Spacchettando il dato tra i diversi tributi dovuti al fisco, risulta che il versamento più oneroso è stato quello delle ritenute Irpef dei dipendenti e dei collaboratori, che hanno permesso all’erario di incassare 11 miliardi.
Sul fronte delle tasse sulla casa, con l’abolizione della Tasi sulla prima abitazione, che per l’anno in corso consente agli italiani di risparmiare 3,5 miliardi di euro, l’impegno economico più importante del 2016 per le famiglie è venuto dal pagamento al fisco della prima rata dell’Imu-Tasi sulle seconde/terze case e sugli immobili ad uso strumentale. Dei 10,2 miliardi di euro di gettito previsti dal pagamento della prima rata da queste due imposte, quelli in capo alle famiglie sono circa 5.
Altrettanto oneroso è stato il pagamento del saldo 2015 e dell’acconto 2016 relativo all’Ires. Le imprese hanno versato al fisco poco più di 8,5 miliardi di euro, anche se le aziende con dipendenti hanno beneficiato di un minore peso fiscale Irap, grazie all’eliminazione dalla base imponibile del costo del lavoro introdotta con la legge di Stabilità 2015, pari a circa 5,6 miliardi di euro l’anno; 4,3 miliardi se si considerano gli effetti indiretti sulla base imponibile Ires/Irpef.
Invece, l’Irpef, in capo agli imprenditori individuali, soci di società di persone e percettori di redditi diversi da quelli da lavoro dipendente e pensione, ha assicurati al fisco 4 miliardi.
Da questo calcolo, la Cgia ha escluso i contributi previdenziali e ha ipotizzato che il fisco locale, in virtù delle scadenze del versamento della Tari abbia strutturato il pagamento in 4 rate, una delle quali con scadenza a giugno. Dall’analisi dei bilanci consolidati dei Comuni elaborati dall’Istat, si è stimato che il gettito complessivo della Tari per l’anno in corso sia di 8,2 miliardi di euro: dividendo l’importo per 4 rate, si arriva a stimare il gettito medio della Tari in circa 2 miliardi per ciascuna rata.
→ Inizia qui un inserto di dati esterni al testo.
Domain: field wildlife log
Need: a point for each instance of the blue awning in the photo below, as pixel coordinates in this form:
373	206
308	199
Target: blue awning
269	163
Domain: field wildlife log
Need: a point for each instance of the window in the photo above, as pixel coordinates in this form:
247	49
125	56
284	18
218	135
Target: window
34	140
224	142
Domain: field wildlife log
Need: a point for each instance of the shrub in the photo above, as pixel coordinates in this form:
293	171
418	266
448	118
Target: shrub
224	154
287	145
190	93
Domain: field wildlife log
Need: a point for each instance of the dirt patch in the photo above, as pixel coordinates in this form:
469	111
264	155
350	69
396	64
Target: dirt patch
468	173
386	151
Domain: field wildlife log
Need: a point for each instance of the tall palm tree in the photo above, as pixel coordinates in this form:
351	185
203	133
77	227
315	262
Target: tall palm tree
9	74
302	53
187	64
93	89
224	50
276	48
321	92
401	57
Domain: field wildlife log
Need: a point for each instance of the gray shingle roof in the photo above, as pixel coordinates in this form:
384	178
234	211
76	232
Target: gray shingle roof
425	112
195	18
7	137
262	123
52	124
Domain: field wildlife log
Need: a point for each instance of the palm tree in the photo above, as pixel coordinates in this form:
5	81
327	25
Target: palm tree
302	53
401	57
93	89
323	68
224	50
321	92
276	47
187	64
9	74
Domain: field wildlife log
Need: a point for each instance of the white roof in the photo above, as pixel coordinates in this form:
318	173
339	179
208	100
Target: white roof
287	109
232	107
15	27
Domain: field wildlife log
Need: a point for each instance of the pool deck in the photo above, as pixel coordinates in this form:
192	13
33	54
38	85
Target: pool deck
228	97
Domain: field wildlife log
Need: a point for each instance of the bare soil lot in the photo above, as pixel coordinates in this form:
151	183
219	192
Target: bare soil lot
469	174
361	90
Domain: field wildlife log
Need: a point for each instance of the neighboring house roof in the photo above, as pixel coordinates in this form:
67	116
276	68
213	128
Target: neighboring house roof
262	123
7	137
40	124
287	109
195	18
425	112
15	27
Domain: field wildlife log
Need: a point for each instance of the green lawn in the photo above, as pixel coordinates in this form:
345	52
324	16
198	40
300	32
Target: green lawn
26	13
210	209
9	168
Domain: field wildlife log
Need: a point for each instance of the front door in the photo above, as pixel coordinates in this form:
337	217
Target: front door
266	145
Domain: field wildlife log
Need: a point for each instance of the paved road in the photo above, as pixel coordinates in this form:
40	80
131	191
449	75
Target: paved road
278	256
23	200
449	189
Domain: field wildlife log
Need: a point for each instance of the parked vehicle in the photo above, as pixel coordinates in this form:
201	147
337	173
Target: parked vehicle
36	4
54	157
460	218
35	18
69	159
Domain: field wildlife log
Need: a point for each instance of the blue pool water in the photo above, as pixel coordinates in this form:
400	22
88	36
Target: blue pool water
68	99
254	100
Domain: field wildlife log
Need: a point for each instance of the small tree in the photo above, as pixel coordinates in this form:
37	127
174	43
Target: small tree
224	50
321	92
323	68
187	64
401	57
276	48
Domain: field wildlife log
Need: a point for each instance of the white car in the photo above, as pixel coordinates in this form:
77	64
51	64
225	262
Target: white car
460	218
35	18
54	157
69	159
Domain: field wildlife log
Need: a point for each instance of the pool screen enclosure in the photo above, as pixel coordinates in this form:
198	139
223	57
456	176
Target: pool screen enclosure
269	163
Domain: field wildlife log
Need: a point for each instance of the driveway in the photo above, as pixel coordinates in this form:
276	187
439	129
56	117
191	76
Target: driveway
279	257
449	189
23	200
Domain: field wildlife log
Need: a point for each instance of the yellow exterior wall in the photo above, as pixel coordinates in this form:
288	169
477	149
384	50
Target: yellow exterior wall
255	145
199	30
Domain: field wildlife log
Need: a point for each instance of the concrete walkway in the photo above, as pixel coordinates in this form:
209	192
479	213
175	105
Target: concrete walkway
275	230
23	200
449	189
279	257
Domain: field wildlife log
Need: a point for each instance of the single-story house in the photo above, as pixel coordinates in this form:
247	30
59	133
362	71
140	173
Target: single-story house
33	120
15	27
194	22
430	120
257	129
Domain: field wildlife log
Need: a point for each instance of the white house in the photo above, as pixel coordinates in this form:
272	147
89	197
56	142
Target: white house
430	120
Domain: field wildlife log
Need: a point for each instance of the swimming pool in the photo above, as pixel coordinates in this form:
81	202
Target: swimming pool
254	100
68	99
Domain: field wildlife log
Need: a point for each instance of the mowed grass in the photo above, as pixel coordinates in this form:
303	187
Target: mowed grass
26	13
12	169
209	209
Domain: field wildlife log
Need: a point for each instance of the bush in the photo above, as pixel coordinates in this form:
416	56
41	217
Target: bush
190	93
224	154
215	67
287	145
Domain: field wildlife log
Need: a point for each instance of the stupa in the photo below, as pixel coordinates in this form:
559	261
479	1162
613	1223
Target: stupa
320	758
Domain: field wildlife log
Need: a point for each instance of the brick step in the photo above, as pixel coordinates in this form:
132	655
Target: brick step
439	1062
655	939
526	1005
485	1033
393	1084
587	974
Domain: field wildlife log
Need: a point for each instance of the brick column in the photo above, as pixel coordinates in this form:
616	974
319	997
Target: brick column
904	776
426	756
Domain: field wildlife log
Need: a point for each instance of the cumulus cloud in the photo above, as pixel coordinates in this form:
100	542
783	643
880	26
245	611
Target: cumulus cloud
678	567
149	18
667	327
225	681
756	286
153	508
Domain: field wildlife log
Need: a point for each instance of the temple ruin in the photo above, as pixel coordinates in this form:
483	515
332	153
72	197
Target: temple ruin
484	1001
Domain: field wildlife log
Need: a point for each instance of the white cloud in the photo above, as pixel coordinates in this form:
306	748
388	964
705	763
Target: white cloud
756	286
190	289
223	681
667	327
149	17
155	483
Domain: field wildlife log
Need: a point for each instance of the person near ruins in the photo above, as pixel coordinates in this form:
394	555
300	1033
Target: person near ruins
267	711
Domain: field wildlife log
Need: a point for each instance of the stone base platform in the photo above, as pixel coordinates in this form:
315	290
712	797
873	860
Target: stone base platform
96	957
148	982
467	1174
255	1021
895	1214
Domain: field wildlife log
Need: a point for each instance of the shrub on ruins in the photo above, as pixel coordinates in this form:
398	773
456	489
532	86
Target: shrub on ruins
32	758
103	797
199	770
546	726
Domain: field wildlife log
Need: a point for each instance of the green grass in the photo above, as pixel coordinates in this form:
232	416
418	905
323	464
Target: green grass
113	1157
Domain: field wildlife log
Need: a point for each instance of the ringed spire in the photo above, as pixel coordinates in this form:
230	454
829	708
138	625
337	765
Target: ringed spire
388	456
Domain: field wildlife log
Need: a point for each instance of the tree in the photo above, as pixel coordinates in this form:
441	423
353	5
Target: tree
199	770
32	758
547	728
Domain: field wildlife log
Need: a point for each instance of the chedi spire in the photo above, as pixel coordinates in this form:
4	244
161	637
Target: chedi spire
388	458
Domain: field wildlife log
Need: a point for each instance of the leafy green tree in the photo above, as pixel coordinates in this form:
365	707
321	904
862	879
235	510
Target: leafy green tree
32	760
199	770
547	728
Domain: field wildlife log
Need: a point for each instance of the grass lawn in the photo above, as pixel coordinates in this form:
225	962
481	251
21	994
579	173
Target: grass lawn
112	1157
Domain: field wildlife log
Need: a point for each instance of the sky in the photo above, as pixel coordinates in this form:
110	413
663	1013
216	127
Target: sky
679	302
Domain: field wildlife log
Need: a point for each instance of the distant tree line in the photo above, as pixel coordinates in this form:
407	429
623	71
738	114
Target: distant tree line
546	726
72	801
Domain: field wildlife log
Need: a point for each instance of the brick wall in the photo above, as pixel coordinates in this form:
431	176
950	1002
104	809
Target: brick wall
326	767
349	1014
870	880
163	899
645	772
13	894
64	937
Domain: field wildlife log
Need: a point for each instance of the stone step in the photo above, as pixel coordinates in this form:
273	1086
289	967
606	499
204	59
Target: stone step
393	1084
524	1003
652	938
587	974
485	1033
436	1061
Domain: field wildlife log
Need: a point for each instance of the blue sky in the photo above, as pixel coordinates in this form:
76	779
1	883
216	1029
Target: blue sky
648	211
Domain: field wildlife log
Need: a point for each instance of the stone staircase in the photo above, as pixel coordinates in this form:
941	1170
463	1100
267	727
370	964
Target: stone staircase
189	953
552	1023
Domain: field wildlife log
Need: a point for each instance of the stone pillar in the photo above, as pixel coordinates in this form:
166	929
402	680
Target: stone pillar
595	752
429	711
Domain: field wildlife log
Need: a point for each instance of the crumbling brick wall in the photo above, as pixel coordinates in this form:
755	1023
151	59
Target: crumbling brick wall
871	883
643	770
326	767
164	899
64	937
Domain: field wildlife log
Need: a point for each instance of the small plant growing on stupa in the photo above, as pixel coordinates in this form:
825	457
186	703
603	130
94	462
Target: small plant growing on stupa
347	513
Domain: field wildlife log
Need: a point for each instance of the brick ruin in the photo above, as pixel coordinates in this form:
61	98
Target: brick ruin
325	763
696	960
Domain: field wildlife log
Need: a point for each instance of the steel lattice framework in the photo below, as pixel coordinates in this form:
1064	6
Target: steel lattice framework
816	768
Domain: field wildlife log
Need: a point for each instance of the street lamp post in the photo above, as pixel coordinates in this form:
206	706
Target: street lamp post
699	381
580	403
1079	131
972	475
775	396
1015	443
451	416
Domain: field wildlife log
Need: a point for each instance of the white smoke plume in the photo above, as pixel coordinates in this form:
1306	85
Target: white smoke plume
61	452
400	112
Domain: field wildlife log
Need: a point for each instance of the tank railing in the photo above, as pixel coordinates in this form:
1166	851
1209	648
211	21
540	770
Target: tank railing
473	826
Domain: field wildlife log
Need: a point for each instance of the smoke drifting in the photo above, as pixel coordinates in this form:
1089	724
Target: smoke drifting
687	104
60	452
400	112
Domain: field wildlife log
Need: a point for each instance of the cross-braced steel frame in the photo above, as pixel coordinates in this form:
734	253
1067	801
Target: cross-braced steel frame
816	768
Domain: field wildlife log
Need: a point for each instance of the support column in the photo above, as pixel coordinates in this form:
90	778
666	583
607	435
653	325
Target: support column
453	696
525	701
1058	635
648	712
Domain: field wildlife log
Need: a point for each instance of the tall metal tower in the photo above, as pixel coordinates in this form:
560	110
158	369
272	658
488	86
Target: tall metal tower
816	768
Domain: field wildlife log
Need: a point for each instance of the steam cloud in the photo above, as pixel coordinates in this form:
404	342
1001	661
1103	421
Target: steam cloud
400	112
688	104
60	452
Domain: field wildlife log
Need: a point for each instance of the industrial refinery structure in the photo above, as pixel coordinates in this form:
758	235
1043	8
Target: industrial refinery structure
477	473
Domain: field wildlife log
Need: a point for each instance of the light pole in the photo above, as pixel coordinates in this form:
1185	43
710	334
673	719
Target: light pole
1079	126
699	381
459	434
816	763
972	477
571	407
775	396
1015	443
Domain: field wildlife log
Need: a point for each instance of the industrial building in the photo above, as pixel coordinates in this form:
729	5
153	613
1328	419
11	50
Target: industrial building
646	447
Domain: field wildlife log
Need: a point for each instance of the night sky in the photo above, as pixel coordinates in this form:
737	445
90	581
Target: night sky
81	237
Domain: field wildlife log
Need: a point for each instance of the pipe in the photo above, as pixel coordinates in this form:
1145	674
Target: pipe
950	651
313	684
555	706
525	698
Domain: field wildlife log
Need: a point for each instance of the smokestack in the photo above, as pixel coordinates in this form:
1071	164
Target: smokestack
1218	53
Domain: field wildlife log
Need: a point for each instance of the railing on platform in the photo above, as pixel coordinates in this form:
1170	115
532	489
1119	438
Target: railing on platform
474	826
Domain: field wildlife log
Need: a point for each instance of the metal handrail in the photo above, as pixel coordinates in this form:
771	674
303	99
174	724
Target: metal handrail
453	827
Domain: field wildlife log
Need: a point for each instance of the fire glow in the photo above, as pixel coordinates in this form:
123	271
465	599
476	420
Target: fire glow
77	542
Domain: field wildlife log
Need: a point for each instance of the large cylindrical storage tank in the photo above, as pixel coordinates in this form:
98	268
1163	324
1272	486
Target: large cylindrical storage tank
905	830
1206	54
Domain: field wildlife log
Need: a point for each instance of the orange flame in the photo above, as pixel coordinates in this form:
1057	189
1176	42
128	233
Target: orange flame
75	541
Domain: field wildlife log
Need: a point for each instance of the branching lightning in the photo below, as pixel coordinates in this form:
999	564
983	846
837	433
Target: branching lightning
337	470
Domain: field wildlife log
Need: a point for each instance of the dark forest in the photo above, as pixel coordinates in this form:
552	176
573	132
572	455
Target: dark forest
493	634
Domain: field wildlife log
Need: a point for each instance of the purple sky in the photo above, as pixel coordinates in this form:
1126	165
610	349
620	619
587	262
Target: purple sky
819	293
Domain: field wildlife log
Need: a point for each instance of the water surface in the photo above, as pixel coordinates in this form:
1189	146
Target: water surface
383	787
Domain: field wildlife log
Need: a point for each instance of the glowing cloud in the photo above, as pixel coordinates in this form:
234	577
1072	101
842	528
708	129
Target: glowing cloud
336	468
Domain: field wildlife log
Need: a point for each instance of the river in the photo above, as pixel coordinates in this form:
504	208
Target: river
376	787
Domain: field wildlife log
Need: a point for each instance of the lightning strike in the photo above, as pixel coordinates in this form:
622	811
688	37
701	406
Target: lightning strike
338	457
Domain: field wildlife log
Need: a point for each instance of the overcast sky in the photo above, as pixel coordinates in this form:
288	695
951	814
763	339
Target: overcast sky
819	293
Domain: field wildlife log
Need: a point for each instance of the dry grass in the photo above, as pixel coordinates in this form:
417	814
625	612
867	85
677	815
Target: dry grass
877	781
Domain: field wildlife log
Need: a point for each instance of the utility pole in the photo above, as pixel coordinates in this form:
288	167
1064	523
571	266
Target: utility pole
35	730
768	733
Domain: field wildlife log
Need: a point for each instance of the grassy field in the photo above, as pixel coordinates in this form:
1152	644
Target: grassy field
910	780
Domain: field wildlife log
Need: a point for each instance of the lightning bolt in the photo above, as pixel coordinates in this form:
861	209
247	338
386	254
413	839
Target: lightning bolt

Amara la conclusione del segretario della Cgia, Renato Mason: “Con un fisco più semplice anche l’Amministrazione finanziaria potrebbe lavorare meglio ed essere più efficiente nel contrastare gli evasori/elusori fiscali. La selva di leggi, decreti e circolari esplicative presenti nel nostro ordinamento tributario, invece, complica la vita anche agli operatori del fisco che, comunque, continuano ad essere uno dei settori più virtuosi della nostra Pubblica amministrazione”.